In the several embodiments provided in the present application, it should be understood that the disclosed method and apparatus may be implemented in other manners. For example, the apparatus embodiments described above are merely illustrative, e.g., the division of modules or units is merely a logical functional division, and there may be additional divisions when actually implemented, e.g., multiple units or components may be combined or integrated into another system, or some features may be omitted or not performed. Alternatively, the coupling or direct coupling or communication connection shown or discussed with each other may be an indirect coupling or communication connection via some interfaces, devices or units, which may be in electrical, mechanical, or other forms.
The units described as separate units may or may not be physically separate, and units shown as units may or may not be physical units, may be located in one place, or may be distributed over a plurality of network units. Some or all of the units may be selected according to actual needs to achieve the purpose of the embodiment.
In addition, each functional unit in the embodiments of the present application may be integrated in one processing unit, or each unit may exist alone physically, or two or more units may be integrated in one unit. The integrated units may be implemented in hardware or in software functional units.

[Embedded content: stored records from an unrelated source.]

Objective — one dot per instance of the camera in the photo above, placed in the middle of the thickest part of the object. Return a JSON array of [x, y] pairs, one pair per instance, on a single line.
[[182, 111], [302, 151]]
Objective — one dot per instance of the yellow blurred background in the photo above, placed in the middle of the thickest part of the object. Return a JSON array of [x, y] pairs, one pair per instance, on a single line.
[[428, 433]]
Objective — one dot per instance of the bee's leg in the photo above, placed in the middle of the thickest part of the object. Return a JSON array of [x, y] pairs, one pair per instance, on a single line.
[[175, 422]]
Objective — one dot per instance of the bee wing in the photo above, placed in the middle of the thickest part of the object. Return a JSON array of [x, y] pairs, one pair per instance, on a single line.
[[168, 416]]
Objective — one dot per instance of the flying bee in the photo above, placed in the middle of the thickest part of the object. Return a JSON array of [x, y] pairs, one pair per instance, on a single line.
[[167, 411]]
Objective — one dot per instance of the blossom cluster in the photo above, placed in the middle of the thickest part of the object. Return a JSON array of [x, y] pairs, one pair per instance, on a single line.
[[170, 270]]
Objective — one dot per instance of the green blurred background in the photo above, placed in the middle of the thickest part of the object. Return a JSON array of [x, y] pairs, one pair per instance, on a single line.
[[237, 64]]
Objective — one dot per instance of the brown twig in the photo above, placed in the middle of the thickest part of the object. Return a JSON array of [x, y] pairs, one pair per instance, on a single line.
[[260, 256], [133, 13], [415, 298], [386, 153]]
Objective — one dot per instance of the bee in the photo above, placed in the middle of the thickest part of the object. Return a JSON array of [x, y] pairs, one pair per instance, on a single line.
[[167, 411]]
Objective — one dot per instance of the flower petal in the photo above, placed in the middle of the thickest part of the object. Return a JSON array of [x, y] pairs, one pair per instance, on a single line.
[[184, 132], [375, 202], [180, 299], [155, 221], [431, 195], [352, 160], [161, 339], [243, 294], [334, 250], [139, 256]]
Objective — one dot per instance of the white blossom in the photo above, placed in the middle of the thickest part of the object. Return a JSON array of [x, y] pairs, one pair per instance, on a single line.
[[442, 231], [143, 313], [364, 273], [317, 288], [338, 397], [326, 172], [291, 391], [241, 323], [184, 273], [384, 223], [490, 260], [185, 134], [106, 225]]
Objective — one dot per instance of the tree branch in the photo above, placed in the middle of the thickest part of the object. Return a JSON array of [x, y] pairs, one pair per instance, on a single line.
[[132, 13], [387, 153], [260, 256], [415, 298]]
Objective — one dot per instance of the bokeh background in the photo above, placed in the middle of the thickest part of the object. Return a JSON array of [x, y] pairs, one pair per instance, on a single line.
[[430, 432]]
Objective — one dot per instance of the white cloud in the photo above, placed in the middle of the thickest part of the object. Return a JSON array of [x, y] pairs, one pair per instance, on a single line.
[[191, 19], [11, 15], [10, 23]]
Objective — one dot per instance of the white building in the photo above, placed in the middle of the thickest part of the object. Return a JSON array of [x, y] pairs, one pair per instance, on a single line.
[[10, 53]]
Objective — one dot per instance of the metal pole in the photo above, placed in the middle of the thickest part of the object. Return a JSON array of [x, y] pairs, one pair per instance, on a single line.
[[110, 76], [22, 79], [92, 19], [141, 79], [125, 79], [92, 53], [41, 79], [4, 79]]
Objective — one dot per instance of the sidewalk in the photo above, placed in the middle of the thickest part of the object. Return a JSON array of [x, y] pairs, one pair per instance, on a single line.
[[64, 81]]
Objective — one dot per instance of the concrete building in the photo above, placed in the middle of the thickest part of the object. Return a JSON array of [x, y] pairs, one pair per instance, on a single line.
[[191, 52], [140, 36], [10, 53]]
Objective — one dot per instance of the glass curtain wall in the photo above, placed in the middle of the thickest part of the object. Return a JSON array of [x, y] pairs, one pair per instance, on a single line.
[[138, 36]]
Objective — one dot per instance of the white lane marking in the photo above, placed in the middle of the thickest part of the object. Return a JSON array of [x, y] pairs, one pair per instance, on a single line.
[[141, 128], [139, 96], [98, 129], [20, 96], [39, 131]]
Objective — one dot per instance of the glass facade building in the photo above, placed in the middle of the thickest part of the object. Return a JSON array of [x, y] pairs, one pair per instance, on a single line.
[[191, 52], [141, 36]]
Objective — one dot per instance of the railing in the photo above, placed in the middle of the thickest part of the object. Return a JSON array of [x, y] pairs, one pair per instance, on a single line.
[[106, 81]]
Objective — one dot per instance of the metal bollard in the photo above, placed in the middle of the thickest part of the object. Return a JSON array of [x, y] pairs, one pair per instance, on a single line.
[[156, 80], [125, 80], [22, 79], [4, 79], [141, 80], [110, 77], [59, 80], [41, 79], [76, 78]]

The integrated units, if implemented in the form of software functional units and sold or used as stand-alone products, may be stored in a computer readable storage medium. Based on such understanding, the technical solution of the present application may be embodied in essence or a part contributing to the prior art or all or part of the technical solution in the form of a software product stored in a storage medium, including several instructions for causing a computer device (which may be a personal computer, a server, or a network device, etc.) or a processor (processor) to execute all or part of the steps of the methods of the embodiments of the present application. And the aforementioned storage medium includes: a U-disk, a removable hard disk, a Read-Only Memory (ROM), a random access Memory (RAM, random Access Memory), a magnetic disk, or an optical disk, or other various media capable of storing program codes.
Claims (10)
1. A text detection method, comprising:
acquiring an original image obtained by shooting a scene to be detected by the camera device;
detecting the original image by using a text detection model to obtain an initial area containing suspected text;
carrying out predictive regression on the initial region to obtain a candidate region matched with the text direction;
removing the part of the candidate region beyond the image boundary of the original image;
analyzing the candidate areas after the elimination, and determining a target area related to the text in the scene to be detected;
the analyzing the candidate region after the elimination, and determining the target region related to the text in the scene to be detected includes:
calculating the canny edge of the image data of the candidate region after rejection;
calculating the stroke width of the image according to the direction information of the edge;
and gathering pixels into connected domains according to the stroke width, filtering the connected domains by utilizing geometric reasoning, and determining a target area related to the text in the scene to be detected.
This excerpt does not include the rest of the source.